I finished 8 books in March: 5 for my month’s topic of South America, 2 for my failed topic of 1983 BYBN, 5 by women/PoC, and one each in German and Portuguese.

Covers of Macunaíma, All Fires the Fire, Pilgrimage volume 1, and Nachts ist es leise in Teheran.
  • All Fires the Fire — Julio Cortázar, tr. Suzanne Jill Levine
  • Little Eyes — Samanta Schweblin, tr. Megan McDowell
  • Indoctrinaire — Christopher Priest
  • Macunaíma — Mário de Andrade, tr. Katrina Dodson
  • Assim na terra como embaixo da terra — Ana Paula Maia
  • Honeycomb — Dorothy M. Richardson
  • Nachts ist es leise in Teheran — Shida Bazyar
  • Flaubert’s Parrot — Julian Barnes

Accidentally, five of the books were also re-reads, which partly explains why I got through so many (Cortázar, Schweblin, Priest, Richardson, and Barnes). All Fires the Fire is also the only book of short stories finished this month (I’m also gradually re-reading Lydia Davis’s), which has one of my favourite stories ever — The Southern Thruway, which combines a Ballardian societal collapse with another collapse/return to normality.

Little Eyes is one of my favourite books full stop, combining plausible technology with a devastating critique of the flaws in human natures which it exposes and allows to flourish. The diversity of stories contained in such a short book is impressive.

Indoctrinaire is an interesting, but not great book by a great writer: the surreal cruelty of the Brazilian section now looks like a harbinger of early Banks, while the later part is reminiscent of Priest’s own Wellesian The Space Machine.

The other two South American books were first-timers: Macunaíma was sitting in a pile for some time before it fortuitously became one of the Portuguese in Translation book group selections. No author this time, but theere was a fascinating discussion with Katrina Dodson.

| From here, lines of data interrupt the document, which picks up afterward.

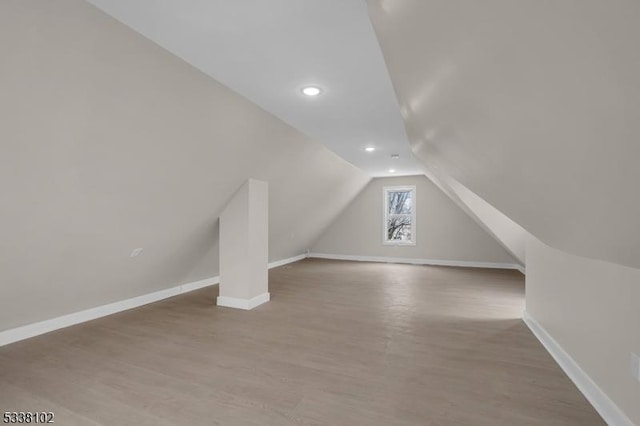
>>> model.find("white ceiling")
[89,0,423,176]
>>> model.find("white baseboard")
[309,253,522,270]
[0,277,219,346]
[522,311,633,426]
[217,292,271,311]
[0,254,307,346]
[269,253,307,269]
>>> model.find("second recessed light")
[302,86,322,96]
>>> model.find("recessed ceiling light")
[302,86,322,96]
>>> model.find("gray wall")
[312,176,517,263]
[0,0,369,330]
[526,238,640,424]
[368,0,640,268]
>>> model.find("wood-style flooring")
[0,259,604,426]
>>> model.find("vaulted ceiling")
[89,0,422,176]
[368,0,640,267]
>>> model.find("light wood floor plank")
[0,259,604,426]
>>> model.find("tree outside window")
[383,186,416,245]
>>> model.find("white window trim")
[382,185,418,246]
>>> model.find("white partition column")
[218,179,269,309]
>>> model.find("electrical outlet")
[631,352,640,382]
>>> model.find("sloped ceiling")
[368,0,640,267]
[0,0,369,330]
[89,0,422,176]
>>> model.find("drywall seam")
[309,253,524,273]
[0,253,307,346]
[522,311,634,426]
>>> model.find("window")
[383,186,416,246]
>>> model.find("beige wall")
[0,0,368,330]
[526,238,640,424]
[312,176,517,263]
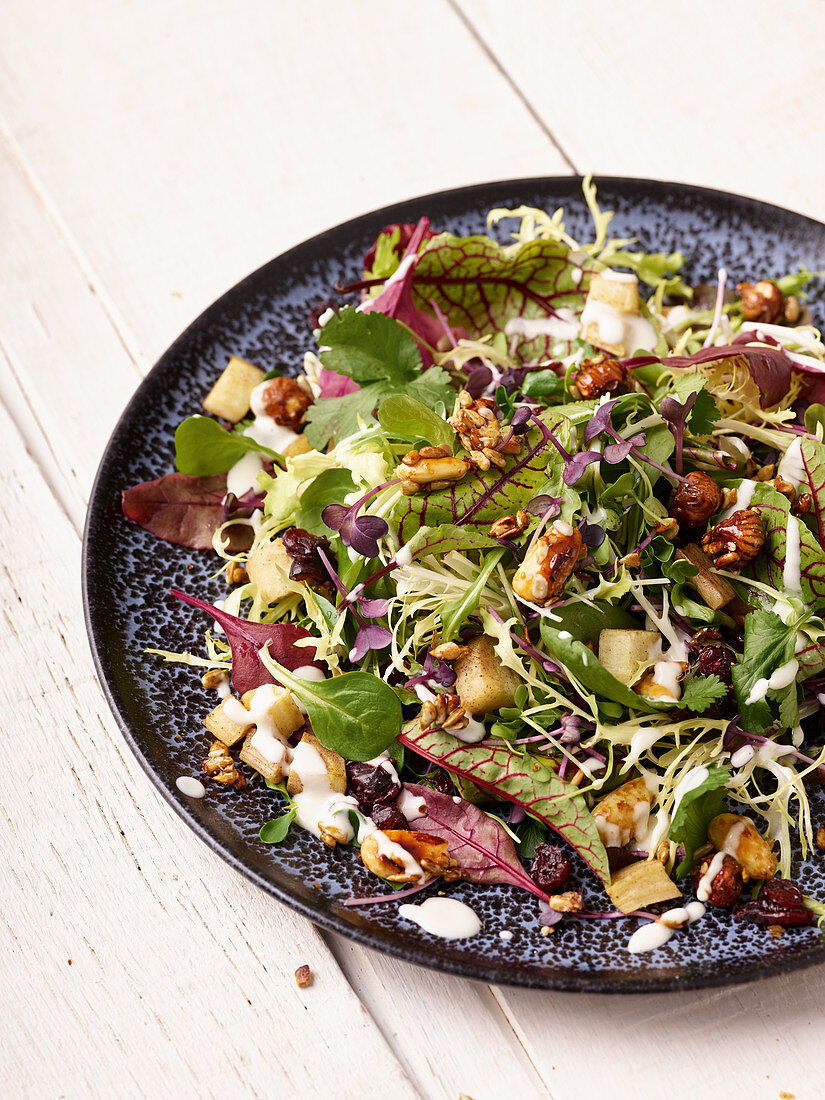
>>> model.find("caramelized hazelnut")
[668,470,725,528]
[574,355,627,400]
[736,279,784,325]
[702,508,765,570]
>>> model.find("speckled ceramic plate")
[84,178,825,992]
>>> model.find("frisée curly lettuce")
[123,179,825,952]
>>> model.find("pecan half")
[696,856,745,909]
[736,279,784,323]
[702,508,765,570]
[573,355,627,402]
[513,520,582,607]
[204,741,246,791]
[252,378,312,431]
[668,470,725,528]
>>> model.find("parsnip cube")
[239,729,284,783]
[286,734,347,796]
[246,539,293,604]
[598,630,659,686]
[607,859,682,913]
[453,634,521,715]
[204,356,265,424]
[587,272,639,314]
[677,542,736,611]
[204,696,252,746]
[281,435,312,459]
[241,684,305,737]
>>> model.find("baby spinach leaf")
[398,721,611,883]
[261,652,402,760]
[175,416,281,477]
[541,618,671,712]
[404,783,547,900]
[378,394,455,447]
[295,470,355,536]
[668,763,730,878]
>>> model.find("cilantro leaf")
[668,765,730,878]
[682,673,727,714]
[306,306,455,450]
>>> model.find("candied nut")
[548,890,582,913]
[668,470,725,528]
[513,520,582,607]
[430,641,468,661]
[736,279,784,323]
[283,527,330,585]
[702,508,765,570]
[204,741,246,791]
[223,561,250,584]
[573,355,627,402]
[696,855,745,909]
[418,695,470,729]
[200,669,229,691]
[295,963,312,989]
[252,378,312,431]
[361,829,461,882]
[395,451,473,496]
[487,508,530,539]
[782,294,802,325]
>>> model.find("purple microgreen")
[579,519,606,549]
[659,391,696,474]
[350,623,393,664]
[584,397,618,443]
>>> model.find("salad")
[123,179,825,952]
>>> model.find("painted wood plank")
[0,0,569,371]
[454,0,825,219]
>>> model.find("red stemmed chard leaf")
[172,589,325,695]
[404,783,547,901]
[398,721,611,883]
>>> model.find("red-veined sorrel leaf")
[121,474,227,550]
[413,233,595,362]
[398,722,611,883]
[404,783,547,900]
[171,589,325,695]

The book itself is completely different from what I’d expected: rather than a serious national epic, I got a collection of folk tales somewhat tenuously linked by the adventures of the “hero” (of questionable morals). “Broke all to smash” has now entered my vocabulary.

Assim na terra como embaixo da terra was also a quasi-involuntary selection: its English translation is longlisted for this year’s International Booker, so I thought I should read it in the original. I’m quite happy I did: the author’s obsession with systems of violence is not one I particularly share, but I enjoyed the complexity of the characters (and the language practice).

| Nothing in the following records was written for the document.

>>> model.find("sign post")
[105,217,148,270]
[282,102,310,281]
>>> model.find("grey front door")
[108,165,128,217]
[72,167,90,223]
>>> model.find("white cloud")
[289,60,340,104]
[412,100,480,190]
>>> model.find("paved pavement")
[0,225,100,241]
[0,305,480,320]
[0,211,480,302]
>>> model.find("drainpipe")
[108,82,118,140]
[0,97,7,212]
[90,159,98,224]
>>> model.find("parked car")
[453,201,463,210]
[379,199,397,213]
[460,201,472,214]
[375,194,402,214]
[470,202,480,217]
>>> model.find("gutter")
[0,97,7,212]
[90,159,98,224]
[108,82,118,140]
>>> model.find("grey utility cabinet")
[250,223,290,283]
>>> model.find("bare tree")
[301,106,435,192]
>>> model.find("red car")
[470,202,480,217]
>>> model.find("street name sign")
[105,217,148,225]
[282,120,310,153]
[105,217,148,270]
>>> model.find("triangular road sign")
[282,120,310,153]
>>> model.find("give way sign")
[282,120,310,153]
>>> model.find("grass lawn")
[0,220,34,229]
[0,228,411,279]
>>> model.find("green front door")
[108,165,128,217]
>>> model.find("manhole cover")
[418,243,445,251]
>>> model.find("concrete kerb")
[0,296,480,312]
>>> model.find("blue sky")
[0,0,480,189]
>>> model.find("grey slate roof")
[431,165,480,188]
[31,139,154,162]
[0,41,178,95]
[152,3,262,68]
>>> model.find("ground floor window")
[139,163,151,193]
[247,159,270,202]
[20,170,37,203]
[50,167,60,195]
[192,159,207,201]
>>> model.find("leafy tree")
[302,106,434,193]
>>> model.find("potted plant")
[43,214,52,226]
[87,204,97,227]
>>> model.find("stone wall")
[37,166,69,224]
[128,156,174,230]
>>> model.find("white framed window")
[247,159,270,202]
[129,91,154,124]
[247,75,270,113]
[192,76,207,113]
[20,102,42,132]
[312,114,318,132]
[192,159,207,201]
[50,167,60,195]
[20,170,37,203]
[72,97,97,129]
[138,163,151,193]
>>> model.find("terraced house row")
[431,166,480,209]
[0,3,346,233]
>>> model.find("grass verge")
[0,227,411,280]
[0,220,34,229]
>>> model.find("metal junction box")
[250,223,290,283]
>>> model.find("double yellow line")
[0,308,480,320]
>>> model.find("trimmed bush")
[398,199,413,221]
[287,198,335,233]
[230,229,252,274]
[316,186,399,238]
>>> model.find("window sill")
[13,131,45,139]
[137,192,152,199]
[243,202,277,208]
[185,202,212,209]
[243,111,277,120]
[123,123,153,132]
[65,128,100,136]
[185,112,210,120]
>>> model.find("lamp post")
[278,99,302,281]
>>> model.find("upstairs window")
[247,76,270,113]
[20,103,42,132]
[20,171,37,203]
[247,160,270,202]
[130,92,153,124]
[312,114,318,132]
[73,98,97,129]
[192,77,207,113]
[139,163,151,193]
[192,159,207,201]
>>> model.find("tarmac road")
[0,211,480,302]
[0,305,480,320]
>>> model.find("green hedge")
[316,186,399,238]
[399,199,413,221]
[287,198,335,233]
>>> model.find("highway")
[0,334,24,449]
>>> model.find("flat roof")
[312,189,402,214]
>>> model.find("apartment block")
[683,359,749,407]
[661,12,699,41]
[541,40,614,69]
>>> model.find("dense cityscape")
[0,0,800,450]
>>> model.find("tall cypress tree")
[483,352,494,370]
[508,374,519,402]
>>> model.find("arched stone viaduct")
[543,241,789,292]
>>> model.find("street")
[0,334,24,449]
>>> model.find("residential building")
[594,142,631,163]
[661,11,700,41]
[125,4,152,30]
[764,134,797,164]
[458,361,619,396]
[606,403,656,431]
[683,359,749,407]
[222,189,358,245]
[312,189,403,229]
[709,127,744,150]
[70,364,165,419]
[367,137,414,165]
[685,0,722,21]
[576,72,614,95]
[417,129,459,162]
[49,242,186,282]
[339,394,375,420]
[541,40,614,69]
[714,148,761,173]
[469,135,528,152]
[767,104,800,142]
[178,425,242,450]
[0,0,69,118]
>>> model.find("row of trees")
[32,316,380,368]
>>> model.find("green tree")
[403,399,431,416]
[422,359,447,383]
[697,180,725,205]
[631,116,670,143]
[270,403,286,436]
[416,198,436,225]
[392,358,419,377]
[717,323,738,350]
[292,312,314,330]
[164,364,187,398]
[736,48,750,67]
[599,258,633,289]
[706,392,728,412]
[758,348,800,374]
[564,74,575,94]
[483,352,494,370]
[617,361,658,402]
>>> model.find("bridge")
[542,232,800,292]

Nachts ist es leise in Teheran is another whose translation has been longlisted, and is also timely for other obvious reasons. Bazyar is a really good writer, bringing the characters and settings brilliantly to life. Minus one point for the dream sequences, plus ten for the conclusion.

Finally, two re-reads from my year’s series: Honeycomb is volume 3 of Pilgrimage, and makes a nice end to the trilogy of Miriam’s attempts at being a teacher before she moves to her natural home of Bloomsbury. It’s full of her trademark repetitive descriptions and splenetic outbursts, mostly this time directed at all men:

the strange, beautiful, beautiful long wide hang of the faintly patterny faintly blue curtains covering the whole of the window space

How utterly detestable mannishness is; so mighty and strong and comforting when you have been mewed up with women all your life, and then suddenly, in a second, far away, utterly imbecile and aggravating with a superior self-satisfied smile because a woman says one thing one minute and another the next. Men ought to be horsewhipped, all the grown men, all who have ever had that self-satisfied smile, all, all, horsewhipped until they apologise on their knees.

Flaubert’s Parrot is the perfect Julian Barnes book, and interestingly similar to his more recent ones: a blend of fact and fiction, with an ageing, flawed narrator grappling with failures of memory and with a fine line in irony. It’s also liable to send me back to Flaubert, as soon as I find time.

Next month, though, should be more International Booker longlistees (and perhaps some other Booker books around Mr Barnes).